The deeper root system of the perennials in a garden will benefit other plants nearby by bringing water and nutrients up to the top of the soil for those plants with a shallow root. Nutrients, such as nitrogen, are drawn to the surface by the roots of perennials. Water also is drawn up. This helps the other vegetation thrive while enriching the soil and making is less susceptible to disease and erosion.
The presence of hardy perennials in a flower bed provides ground cover, preserving soil moisture. Even as they die back in the colder months, these plants usually keep their foliage, covering the soil and protecting it from the sun.
Many perennials are easy to propagate by dividing and replanting to produce new plants. While most perennials last a long time, they do not last forever. This system of digging up the root clump, splitting and replanting will ensure a long-lasting garden.

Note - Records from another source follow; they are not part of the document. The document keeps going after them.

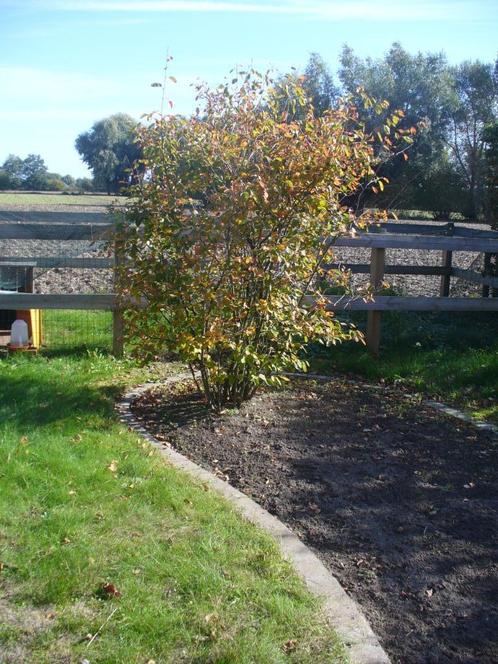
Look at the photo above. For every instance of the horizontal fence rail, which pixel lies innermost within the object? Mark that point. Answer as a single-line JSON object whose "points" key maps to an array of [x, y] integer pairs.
{"points": [[395, 241], [109, 302], [446, 238], [22, 301], [415, 303], [44, 231], [54, 262]]}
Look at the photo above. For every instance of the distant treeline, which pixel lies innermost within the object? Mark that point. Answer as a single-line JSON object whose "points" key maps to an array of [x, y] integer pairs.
{"points": [[452, 166], [32, 174]]}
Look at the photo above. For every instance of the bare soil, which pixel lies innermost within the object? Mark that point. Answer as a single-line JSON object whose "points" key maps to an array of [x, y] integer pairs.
{"points": [[399, 501]]}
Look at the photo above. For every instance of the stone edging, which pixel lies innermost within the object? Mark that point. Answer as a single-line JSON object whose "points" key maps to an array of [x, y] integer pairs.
{"points": [[342, 612]]}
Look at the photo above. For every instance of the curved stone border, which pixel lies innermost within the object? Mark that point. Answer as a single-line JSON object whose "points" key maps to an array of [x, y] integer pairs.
{"points": [[343, 613]]}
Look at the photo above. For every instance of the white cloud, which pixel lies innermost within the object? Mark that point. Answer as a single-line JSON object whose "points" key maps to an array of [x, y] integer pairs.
{"points": [[322, 9]]}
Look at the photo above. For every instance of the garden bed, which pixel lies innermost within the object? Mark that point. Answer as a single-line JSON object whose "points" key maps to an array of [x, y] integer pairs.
{"points": [[400, 502]]}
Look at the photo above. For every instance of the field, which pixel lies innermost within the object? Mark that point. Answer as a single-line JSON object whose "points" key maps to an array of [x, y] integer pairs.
{"points": [[26, 199], [107, 554], [448, 357]]}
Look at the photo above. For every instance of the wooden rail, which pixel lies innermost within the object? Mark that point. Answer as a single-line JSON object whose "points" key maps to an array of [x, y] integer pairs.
{"points": [[57, 262], [445, 238], [45, 231], [57, 301]]}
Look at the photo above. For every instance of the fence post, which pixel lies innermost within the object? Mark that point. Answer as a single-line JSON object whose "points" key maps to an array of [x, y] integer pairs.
{"points": [[444, 289], [117, 314], [494, 273], [377, 264], [490, 270]]}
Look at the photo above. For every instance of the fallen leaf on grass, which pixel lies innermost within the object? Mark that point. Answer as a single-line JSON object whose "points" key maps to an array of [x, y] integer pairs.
{"points": [[290, 645], [107, 590]]}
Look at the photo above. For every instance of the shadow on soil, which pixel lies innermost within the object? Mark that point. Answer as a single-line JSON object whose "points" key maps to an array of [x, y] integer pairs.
{"points": [[403, 506]]}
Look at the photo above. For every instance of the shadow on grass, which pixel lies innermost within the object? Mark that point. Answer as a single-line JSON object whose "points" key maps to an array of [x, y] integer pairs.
{"points": [[37, 397]]}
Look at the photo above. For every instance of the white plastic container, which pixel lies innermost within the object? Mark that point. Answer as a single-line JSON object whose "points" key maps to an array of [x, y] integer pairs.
{"points": [[19, 334]]}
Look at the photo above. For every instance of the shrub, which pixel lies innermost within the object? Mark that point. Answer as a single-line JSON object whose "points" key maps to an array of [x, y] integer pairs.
{"points": [[230, 228]]}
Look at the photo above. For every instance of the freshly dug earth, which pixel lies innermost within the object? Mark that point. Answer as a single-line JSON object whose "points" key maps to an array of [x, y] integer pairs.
{"points": [[399, 501]]}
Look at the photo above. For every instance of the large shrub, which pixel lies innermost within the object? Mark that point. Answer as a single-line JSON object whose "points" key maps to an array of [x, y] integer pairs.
{"points": [[230, 228]]}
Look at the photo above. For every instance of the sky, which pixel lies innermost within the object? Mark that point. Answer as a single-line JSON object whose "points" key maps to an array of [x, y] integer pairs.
{"points": [[67, 64]]}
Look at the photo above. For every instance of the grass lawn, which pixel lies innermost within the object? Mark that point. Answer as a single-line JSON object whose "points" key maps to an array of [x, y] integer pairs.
{"points": [[85, 503], [27, 199], [450, 357], [66, 331]]}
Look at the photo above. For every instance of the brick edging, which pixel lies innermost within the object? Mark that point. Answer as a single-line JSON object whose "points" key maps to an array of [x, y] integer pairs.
{"points": [[342, 612]]}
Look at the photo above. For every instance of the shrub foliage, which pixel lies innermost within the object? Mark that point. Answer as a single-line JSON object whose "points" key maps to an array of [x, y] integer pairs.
{"points": [[231, 226]]}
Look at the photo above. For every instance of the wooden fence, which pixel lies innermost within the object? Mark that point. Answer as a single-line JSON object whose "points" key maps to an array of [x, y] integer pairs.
{"points": [[444, 239]]}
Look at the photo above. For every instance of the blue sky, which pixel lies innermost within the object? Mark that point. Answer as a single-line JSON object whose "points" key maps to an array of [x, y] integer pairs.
{"points": [[65, 64]]}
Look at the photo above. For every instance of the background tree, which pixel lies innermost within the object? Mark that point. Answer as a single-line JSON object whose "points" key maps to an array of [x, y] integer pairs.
{"points": [[490, 136], [12, 166], [475, 105], [109, 149], [319, 84], [228, 279], [34, 172], [421, 86]]}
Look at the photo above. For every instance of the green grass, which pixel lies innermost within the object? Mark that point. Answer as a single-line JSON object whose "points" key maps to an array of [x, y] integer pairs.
{"points": [[24, 198], [84, 502], [74, 331], [451, 357]]}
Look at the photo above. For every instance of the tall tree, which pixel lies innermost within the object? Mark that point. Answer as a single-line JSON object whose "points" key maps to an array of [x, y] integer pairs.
{"points": [[419, 85], [319, 85], [109, 149], [475, 105], [13, 167], [34, 172], [491, 172]]}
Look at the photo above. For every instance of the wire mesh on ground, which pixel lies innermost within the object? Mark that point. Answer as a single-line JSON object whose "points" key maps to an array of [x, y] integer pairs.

One of the most popular reasons that gardeners prefer perennials is the variety. Below is a list of some of my favourite summer perennials:
With a bit of planning, it is possible to have a garden that always has different varieties blooming.
Annuals tend to all bloom at the same time of the season, while the perennials can be planned to offer a gardener’s reward throughout the growing season. Annuals have their place in the gardener’s garden but for long-lasting beauty, benefits to the soil and surrounding plant-life, a perennial garden with blooms throughout the season is a gardener’s prize.